The Cystic Fibrosis Trust this week invited Assembly Members from across the political spectrum to have their lung capacities measured to see how they fared in comparison to people with the condition.
Cystic Fibrosis is a progressive disease which makes breathing more and more difficult. Two die each week as a result of Cystic Fibrosis and average life expectancy people who live with the condition is around 29 years old. However, clinical advances and improvements in treatment mean this is increasing every year.
Average lung capacity for an adult with cystic fibrosis is around one fifth of the normal expected capacity of a UK adult, measuring 65 ‘percent’ as compared to the expected 80 ‘percent’ for a person without the condition. After taking the Spirometry test, Lesley Griffiths measured 102 ‘percent’ making her amongst the highest scoring Assembly Members on the day.
Commenting, Lesley Griffiths AM said:
“This event really served to highlight the plight of people who live with Cystic Fibrosis, and I was pleased to have been able to show my support for the valuable work of the Cystic Fibrosis Trust.

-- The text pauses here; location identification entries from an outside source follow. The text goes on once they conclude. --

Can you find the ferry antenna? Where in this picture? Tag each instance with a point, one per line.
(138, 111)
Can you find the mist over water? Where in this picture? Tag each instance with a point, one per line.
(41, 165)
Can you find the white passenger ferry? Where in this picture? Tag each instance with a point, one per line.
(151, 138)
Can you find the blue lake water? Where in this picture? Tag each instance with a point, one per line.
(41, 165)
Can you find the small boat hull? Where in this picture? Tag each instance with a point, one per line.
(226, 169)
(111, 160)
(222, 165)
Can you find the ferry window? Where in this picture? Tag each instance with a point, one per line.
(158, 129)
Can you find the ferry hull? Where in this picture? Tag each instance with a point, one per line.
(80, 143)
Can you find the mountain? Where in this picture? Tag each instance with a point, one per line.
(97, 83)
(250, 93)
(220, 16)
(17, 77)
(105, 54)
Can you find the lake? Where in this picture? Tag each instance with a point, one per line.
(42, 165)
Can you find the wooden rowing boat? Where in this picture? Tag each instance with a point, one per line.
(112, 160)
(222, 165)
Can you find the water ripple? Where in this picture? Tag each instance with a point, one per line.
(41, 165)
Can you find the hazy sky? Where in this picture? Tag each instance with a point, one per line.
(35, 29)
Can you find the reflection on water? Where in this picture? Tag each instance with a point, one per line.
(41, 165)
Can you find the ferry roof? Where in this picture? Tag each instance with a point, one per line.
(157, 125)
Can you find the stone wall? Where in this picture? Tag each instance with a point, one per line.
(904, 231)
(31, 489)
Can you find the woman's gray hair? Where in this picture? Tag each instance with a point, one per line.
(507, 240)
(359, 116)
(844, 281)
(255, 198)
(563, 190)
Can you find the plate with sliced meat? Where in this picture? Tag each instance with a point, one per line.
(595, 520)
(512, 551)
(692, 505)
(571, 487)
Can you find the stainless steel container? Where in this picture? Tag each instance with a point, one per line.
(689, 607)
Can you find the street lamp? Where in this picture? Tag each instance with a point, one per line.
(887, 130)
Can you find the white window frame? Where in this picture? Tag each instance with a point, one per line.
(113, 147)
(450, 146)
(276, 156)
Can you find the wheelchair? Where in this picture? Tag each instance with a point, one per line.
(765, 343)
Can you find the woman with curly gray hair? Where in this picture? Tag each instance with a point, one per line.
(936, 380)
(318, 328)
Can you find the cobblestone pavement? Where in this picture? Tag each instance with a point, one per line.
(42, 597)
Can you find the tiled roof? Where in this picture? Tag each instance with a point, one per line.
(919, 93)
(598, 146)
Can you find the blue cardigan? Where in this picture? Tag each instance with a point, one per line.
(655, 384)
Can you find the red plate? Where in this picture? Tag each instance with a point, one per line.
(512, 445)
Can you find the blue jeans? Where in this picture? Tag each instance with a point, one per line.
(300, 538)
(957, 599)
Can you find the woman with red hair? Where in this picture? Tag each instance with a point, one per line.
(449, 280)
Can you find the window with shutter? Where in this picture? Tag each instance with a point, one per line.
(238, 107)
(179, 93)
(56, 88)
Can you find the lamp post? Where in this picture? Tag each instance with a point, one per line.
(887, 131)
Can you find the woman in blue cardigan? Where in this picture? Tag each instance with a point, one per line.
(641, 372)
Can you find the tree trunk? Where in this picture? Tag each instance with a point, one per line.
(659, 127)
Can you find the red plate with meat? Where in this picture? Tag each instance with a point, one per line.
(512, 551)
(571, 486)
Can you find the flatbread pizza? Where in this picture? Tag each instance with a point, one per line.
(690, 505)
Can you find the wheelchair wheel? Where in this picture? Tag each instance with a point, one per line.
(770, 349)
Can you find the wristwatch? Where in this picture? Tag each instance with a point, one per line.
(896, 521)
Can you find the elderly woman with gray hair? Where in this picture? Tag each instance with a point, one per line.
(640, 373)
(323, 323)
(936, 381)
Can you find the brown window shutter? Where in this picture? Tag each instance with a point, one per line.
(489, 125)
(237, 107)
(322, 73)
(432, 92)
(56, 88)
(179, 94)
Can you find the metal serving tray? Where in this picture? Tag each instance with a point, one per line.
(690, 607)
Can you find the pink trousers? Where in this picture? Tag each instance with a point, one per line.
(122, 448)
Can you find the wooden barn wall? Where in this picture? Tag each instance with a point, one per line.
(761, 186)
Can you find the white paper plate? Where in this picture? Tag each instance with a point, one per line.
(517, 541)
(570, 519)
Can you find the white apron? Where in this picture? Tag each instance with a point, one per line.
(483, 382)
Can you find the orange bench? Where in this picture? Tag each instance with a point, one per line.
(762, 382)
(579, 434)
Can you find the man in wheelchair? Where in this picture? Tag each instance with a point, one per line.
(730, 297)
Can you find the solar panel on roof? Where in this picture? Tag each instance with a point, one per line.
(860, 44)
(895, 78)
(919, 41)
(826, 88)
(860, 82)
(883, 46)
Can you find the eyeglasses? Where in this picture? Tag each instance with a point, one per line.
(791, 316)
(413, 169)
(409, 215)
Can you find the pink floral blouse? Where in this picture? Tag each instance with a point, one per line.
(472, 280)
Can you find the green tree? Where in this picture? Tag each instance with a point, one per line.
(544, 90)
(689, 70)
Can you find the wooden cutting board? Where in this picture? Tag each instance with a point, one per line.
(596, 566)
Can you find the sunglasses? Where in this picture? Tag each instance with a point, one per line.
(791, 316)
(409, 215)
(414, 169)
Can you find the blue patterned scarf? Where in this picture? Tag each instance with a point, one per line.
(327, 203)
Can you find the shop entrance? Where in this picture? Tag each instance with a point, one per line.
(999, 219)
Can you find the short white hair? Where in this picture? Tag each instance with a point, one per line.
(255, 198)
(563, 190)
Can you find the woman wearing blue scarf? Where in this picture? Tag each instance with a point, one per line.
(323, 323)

“The lung function test really brings home how difficult it can be for people who live with Cystic Fibrosis to simply take a breath. The average lung capacity of someone with the condition is almost exactly two thirds of my own. Imagine having to put in 150% of the normal effort in simply to breathe.
“There are numerous event as part of Cystic Fibrosis week taking place across Wales, I would encourage people to go to www.cftrust.org.uk, to see what is taking place near you and show your support.”